Center for Text Analytic Methods in Legal Studies

The Center for Text Analytic Methods in Legal Studies is a research collaboration of experts from the University of Pittsburgh’s Schools of Law and Computing and Information, the RAND Corporation, Duquesne Law School, and Worcester Polytechnic Institute.

The center's goal is to apply newly developed machine learning and natural language processing techniques to newly available sources of legal text data to evaluate legal and social questions involving racism, gender equality, immigration, public health, crime, or education that have real-world policy implications and that traditionally have not been evaluable to the same extent without text analytic tools.

Initial Investigations

Initially, the Center is investigating drug interdiction automobile stop cases concerning the constitutionality of police decisions to search. Such cases are a persistent cause of racial friction and have led to thousands of court decisions at the state and federal levels. The team seeks to identify factors on which courts rely in assessing if police have “reasonable suspicion” to detain a motorist for further investigation (e.g., a police dog drug sniff), to assign statistical weights to these factors across thousands of cases, to identify explicit or implicit racial bias in the cases and explore their relationships to factor weights and case outcomes, and to draw out the social and legal policy implications of their findings.

An increasing awareness of social issues in the legal domain requires a deeper investigation into court decisions and other legal texts. The Center develops and applies NLP/ML tools to evaluate hypotheses about court decisions concerning social issues involving bias, racism, gender equality, immigration, public health, crime, and education.

New Tools Enable Better Analytics

New developments in NLP and ML and the availability of large text corpora, such as the Harvard Law School Caselaw Access Project’s data comprising 6.7 million federal and state court decisions, make it possible to analyze legal texts as never before.
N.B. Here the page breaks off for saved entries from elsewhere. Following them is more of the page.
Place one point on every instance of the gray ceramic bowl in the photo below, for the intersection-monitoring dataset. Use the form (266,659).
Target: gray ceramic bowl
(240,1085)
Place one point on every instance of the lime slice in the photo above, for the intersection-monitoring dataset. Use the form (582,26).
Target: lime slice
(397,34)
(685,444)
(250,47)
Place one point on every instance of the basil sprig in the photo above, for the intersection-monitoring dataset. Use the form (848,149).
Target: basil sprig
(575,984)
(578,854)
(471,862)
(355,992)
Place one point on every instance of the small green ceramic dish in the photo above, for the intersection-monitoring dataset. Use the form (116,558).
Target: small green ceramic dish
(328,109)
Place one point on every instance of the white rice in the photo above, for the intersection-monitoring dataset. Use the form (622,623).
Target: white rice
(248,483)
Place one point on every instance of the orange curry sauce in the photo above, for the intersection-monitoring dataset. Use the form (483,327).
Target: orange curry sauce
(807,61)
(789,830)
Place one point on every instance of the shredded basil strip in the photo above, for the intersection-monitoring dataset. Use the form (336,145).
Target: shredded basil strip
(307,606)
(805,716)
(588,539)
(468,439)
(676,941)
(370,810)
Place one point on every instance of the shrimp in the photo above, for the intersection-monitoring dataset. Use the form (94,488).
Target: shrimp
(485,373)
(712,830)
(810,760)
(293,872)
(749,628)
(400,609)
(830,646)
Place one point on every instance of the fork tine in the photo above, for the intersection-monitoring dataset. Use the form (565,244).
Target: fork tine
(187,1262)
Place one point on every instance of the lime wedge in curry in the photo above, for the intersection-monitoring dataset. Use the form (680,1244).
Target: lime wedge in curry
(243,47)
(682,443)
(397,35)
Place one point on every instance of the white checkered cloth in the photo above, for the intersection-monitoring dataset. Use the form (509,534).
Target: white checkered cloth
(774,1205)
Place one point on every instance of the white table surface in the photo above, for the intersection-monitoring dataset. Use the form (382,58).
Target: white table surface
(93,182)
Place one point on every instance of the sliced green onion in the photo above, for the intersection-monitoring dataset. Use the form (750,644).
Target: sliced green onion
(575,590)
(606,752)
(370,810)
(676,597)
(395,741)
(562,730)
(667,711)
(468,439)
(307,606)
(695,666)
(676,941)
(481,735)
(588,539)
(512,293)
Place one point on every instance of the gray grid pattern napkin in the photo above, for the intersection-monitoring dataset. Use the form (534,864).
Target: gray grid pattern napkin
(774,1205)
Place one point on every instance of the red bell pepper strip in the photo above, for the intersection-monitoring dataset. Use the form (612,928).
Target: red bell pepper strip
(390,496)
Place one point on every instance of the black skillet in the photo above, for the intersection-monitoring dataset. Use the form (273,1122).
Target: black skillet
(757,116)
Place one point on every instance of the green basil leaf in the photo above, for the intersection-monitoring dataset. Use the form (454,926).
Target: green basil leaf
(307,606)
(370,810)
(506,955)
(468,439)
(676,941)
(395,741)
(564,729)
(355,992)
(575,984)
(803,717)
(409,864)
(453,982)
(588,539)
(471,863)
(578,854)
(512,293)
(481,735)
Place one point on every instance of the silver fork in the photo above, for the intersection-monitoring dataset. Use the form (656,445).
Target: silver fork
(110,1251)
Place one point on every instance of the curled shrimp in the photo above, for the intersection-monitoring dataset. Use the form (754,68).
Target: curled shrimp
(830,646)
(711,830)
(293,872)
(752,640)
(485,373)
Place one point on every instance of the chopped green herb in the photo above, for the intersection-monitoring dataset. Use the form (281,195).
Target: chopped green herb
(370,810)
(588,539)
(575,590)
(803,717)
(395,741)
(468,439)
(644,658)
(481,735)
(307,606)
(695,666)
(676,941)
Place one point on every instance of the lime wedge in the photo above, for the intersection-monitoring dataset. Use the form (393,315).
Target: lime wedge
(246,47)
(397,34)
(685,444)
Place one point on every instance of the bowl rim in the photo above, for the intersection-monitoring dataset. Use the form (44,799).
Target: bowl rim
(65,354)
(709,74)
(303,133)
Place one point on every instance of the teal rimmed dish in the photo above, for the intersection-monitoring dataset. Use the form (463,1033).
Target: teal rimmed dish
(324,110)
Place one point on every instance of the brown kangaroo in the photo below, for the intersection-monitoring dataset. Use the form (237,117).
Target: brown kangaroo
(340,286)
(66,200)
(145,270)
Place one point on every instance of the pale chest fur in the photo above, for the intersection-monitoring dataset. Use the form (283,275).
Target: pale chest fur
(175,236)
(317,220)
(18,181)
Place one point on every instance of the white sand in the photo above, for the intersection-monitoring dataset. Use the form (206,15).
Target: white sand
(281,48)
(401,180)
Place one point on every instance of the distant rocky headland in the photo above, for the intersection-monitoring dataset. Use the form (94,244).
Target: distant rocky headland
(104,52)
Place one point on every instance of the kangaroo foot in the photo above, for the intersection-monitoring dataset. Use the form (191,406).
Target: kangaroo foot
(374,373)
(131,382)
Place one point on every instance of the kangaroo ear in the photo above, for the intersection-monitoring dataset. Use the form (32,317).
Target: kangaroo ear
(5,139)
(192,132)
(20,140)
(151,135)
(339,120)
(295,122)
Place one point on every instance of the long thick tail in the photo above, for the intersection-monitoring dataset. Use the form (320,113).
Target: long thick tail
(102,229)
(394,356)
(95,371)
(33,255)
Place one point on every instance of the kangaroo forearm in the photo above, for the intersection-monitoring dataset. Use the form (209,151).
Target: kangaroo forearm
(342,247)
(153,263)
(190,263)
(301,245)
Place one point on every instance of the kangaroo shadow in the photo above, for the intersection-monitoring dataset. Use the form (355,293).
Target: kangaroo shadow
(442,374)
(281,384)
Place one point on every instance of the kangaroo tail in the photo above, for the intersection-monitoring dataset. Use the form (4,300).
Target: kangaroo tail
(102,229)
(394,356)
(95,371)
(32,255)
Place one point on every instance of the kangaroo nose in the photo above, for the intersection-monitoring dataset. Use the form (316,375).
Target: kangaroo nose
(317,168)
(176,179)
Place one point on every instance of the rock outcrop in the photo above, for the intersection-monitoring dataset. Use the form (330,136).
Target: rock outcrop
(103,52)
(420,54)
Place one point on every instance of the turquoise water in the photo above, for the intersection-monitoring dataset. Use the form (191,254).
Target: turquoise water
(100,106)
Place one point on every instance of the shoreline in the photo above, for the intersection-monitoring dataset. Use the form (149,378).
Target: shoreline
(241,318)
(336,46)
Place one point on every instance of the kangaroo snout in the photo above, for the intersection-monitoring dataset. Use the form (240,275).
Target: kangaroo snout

The new tools enable collecting data-supported evidence on the existence of entities, patterns, and relationships in the legal data so that one learns about the law with new empirically- assessed hypothesis-based arguments.

The Center will focus on developing and applying the NLP/ML tools to evaluate hypotheses about systemic aspects of court decisions involving social issues. The Center engages legal domain experts at RAND, Pitt Law, and Duquesne Law to apply new techniques and text corpora to investigate hypotheses in their specialty areas. It will explore the pedagogical potential of engaging law and pre-law students in annotating legal cases to improve case reading skills and train machine learning models.